Понимала это и Макака. И хотя, несмотря на свою плюгавость, всякой другой бы она ответила дерзостью, тут сделала вид, что ищет что-то под нарами: «Кто их трогает, твоих святых?» С Бомбой шутки были плохи.
Одна из «святых» была евангелисткой, другая – субботницей. В штрафную бригаду эти женщины попали за отказ от работы, хотя работниц трудолюбивее их во всем лагере не было. Дело шло об отказе работать в праздники. Одна считала грехом выходить на работу в субботу, другая – в воскресенье. И хотя в течение остальных дней недели они в три раза перекрывали недовыработку, образовавшуюся в результате их прогула, сломить религиозный фанатизм сектанток лагерное начальство считало своей политической обязанностью, как средневековые инквизиторы – упрямство еретиков.
Те отвечали героической принципиальностью, вряд ли даже связанной с подлинной убежденностью, что религиозный запрет не может быть нарушен никогда и ни при каких обстоятельствах. Позиции отказчиц, как блатнячек, так и религиозных, при всем различии их морали и психологического склада сходились на принципе «не поддадимся!». Если взглянуть на дело с точки зрения практического смысла, то его в поведении блатнячек было не больше, чем у фанатичек-сектанток. Работа в поле или на ферме, выполняя которую здешние заключенные жили в относительно человеческих условиях, вряд ли была труднее, чем целодневное сидение на том же поле под холодным дождем, на голодном пайке, с последующей ночевкой в карцере.

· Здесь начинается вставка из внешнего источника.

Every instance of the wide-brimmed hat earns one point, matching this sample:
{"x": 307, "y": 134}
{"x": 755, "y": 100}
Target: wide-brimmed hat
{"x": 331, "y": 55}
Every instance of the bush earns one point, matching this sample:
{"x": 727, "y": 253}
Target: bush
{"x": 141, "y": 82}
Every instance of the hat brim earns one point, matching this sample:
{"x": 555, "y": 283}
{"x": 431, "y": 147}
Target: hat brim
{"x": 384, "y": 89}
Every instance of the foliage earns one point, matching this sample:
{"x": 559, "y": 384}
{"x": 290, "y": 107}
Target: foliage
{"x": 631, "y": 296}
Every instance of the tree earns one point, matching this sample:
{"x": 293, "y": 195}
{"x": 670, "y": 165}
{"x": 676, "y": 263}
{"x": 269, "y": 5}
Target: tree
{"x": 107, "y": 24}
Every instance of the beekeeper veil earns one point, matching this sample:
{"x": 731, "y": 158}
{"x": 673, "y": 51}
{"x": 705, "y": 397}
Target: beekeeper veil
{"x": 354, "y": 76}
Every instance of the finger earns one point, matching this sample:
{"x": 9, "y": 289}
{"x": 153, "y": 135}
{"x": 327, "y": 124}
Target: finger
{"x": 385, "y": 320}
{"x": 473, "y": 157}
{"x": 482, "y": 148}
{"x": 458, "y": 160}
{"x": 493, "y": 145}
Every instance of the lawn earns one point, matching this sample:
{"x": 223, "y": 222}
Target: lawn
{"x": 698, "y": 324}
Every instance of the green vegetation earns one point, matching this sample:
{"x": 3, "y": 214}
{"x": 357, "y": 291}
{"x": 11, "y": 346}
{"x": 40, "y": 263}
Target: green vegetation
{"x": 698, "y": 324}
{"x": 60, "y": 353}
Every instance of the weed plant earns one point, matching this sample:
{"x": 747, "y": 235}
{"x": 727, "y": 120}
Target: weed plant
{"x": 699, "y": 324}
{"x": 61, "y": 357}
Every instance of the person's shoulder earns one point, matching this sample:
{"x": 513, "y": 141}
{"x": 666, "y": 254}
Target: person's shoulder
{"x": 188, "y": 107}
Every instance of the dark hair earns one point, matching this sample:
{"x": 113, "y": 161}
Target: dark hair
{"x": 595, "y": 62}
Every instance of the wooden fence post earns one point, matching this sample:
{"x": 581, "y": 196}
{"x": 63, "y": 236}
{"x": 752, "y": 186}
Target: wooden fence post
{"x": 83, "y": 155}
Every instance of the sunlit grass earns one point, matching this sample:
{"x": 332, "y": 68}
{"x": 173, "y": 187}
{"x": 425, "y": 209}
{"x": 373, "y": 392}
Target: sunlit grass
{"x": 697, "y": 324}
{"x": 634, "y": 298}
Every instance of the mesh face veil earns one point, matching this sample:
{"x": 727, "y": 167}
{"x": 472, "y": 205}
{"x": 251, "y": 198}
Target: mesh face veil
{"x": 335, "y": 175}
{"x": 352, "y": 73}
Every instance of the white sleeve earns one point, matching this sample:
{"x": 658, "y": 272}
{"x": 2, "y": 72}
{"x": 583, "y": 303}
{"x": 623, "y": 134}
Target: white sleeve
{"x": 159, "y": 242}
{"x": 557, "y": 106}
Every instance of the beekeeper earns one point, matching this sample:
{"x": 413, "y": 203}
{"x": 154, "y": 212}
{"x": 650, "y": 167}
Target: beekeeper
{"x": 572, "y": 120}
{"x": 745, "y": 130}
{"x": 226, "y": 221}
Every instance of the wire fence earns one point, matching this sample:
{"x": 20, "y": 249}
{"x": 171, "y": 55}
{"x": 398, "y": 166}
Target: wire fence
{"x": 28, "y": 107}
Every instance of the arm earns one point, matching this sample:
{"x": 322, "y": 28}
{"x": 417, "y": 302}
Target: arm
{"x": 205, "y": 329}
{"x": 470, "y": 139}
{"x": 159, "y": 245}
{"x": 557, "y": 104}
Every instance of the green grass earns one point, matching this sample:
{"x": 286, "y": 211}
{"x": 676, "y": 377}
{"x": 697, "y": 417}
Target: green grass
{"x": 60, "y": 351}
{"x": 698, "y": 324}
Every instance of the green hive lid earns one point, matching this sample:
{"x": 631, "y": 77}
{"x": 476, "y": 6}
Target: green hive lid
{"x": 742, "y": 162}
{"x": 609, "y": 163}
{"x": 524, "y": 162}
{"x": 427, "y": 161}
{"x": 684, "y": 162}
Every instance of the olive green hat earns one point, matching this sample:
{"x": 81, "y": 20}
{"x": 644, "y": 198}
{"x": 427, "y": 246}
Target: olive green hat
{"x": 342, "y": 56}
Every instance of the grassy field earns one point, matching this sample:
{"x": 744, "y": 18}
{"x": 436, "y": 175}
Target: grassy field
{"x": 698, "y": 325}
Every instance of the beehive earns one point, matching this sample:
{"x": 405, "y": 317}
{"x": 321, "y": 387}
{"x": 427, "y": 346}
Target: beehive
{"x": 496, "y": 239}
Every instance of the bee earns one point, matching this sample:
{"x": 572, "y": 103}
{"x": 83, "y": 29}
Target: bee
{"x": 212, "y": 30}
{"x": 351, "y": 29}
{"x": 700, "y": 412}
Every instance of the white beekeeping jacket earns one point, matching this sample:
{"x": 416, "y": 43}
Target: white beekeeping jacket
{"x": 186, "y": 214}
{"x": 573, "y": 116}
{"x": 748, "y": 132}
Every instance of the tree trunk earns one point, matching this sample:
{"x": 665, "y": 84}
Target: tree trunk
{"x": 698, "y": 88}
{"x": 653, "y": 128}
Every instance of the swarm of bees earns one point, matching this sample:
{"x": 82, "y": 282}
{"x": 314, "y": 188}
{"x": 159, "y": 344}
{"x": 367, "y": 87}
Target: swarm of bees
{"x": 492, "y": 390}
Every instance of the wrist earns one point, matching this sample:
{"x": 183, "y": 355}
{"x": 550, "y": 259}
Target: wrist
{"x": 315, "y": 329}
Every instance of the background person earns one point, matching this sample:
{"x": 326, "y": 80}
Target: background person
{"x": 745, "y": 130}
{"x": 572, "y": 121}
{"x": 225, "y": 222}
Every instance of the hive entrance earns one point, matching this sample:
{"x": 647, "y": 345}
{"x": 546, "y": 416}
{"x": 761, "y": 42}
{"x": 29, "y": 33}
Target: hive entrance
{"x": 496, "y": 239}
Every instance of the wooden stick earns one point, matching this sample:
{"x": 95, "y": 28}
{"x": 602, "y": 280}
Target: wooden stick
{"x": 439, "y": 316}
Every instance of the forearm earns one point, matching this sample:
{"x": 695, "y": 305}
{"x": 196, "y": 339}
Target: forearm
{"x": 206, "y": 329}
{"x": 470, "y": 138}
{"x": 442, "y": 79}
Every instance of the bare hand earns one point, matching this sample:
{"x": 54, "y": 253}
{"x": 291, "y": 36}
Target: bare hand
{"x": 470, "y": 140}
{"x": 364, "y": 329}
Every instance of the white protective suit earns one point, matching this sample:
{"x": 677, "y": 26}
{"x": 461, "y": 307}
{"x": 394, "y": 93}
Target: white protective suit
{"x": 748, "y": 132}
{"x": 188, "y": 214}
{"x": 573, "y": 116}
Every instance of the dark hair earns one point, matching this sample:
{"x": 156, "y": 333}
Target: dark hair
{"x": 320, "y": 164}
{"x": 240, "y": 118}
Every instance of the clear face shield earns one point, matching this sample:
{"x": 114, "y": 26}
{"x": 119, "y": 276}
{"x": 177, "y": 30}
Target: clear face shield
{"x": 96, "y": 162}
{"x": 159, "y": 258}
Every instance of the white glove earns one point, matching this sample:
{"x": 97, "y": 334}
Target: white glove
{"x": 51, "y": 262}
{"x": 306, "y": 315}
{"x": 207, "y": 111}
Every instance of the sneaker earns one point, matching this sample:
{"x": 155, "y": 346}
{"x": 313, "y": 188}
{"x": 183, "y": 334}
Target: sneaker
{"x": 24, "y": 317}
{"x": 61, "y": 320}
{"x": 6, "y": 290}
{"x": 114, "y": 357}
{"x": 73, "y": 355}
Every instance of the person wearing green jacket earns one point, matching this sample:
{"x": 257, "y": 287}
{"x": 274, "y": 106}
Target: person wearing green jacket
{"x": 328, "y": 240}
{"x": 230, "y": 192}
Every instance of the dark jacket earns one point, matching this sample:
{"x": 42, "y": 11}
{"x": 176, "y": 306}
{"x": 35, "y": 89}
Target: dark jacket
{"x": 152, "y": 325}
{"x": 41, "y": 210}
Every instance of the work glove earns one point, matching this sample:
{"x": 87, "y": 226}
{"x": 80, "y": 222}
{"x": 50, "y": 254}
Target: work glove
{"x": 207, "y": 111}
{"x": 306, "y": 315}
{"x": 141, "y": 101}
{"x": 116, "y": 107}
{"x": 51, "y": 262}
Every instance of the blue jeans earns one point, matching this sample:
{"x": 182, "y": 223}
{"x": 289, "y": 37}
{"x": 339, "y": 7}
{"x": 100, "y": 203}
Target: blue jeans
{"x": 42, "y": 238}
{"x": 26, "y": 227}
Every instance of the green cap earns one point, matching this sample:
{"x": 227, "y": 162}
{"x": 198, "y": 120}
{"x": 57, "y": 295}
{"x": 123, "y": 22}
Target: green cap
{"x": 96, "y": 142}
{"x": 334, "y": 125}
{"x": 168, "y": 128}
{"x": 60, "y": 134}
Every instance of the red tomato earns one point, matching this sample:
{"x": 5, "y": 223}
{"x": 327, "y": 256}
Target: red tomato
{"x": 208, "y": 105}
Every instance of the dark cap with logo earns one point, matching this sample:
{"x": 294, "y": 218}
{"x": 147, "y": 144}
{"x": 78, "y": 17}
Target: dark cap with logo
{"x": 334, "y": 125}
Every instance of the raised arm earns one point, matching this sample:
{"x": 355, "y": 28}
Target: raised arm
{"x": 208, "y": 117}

Но смириться перед репрессиями, быть загнанными в стадо покорных рогатиков означало бы капитуляцию принципиальных бездельниц перед антихристом лагерной дисциплины. Твердость иных уголовных законников в их отказе подчиниться этой дисциплине многих из них доводила до гибели от истощения. Их вера имела своих мучеников не меньше, чем всякая другая.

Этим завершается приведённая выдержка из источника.